Com a incorporação de tecnologias ao arsenal do endodontista clínico, tais procedimentos se tornaram mais eficazes e proporcionaram uma maior previsibilidade ao tratamento executado. O microscópio operatório e o aparelho de ultrassom são dois exemplos. Enxergar mais (e melhor) se tornou um requisito importante, e talvez imprescindível para a Endodontia. O microscópio nos permite ver, através de lentes de aumento, entre 3x e 20x a mais, comparados com a visão a olho nu.

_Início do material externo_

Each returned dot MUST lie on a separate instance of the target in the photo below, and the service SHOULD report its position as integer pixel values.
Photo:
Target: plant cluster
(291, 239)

Os insertos ultrassônicos específicos para endodontia tornaram procedimentos complexos em procedimentos relativamente simples de serem realizados.

Segue um relato de caso clínico onde a utilização dessas duas tecnologias foi imprescindível para o sucesso do resultado final do procedimento.


A paciente, gênero feminino, 48 anos de idade, foi encaminhada para avaliação endodôntica devido a um desconforto à palpação na unidade 11. Durante anamnese foi relatado que o dente havia sido submetido à tratamento endodôntico e instalação de pino de fibra de vidro há menos de um ano e que a sensibilidade à palpação não havia cessado.


No exame radiográfico pudemos observar um pino de fibra de vidro com presença de espaços vazios, uma imagem de um instrumento fraturado compatível com uma espiral lentulo dentro do conduto e também uma lesão periapical.





Após anestesia e isolamento absoluto, o pino de fibra de vidro foi removido com o auxílio de um inserto de ultrassom E4D (Helse Ultrasonic). Após a remoção do pino, conseguimos visualizar a espiral lentulo, a qual foi removida com um inserto E18, também da Helse Ultrasonic. O retratamento endodôntico foi realizado normalmente com limas manuais. Para uma desinfecção mais efetiva, as substâncias irrigadoras (hipoclorito de sódio a 5,25% e EDTA a 17%) foram agitadas com o uso da lima plástica Easyclean (Easy-Equipamentos Odontológicos) e do inserto de ultrassom E1 (Irrisonic-Helse Ultrasonic). Complementamos a desinfecção utilizando a terapia fotodinâmica (PDT) com azul de metileno a 0,005% e irradiação com laser vermelho de baixa potência. Por fim, obturamos o conduto com a técnica termoplastificada e cimento AH Plus e instalamos novo pino de fibra de vidro. A paciente foi encaminhada de volta ao indicador para que pudesse finalizar a reabilitação. Controles periódicos radiográficos e clínicos estão agendados para acompanharmos o resultado a longo prazo.

A evolução tecnológica tem proporcionado tratamentos mais previsíveis à Endodontia, promovendo resultados satisfatórios e com uma maior longevidade.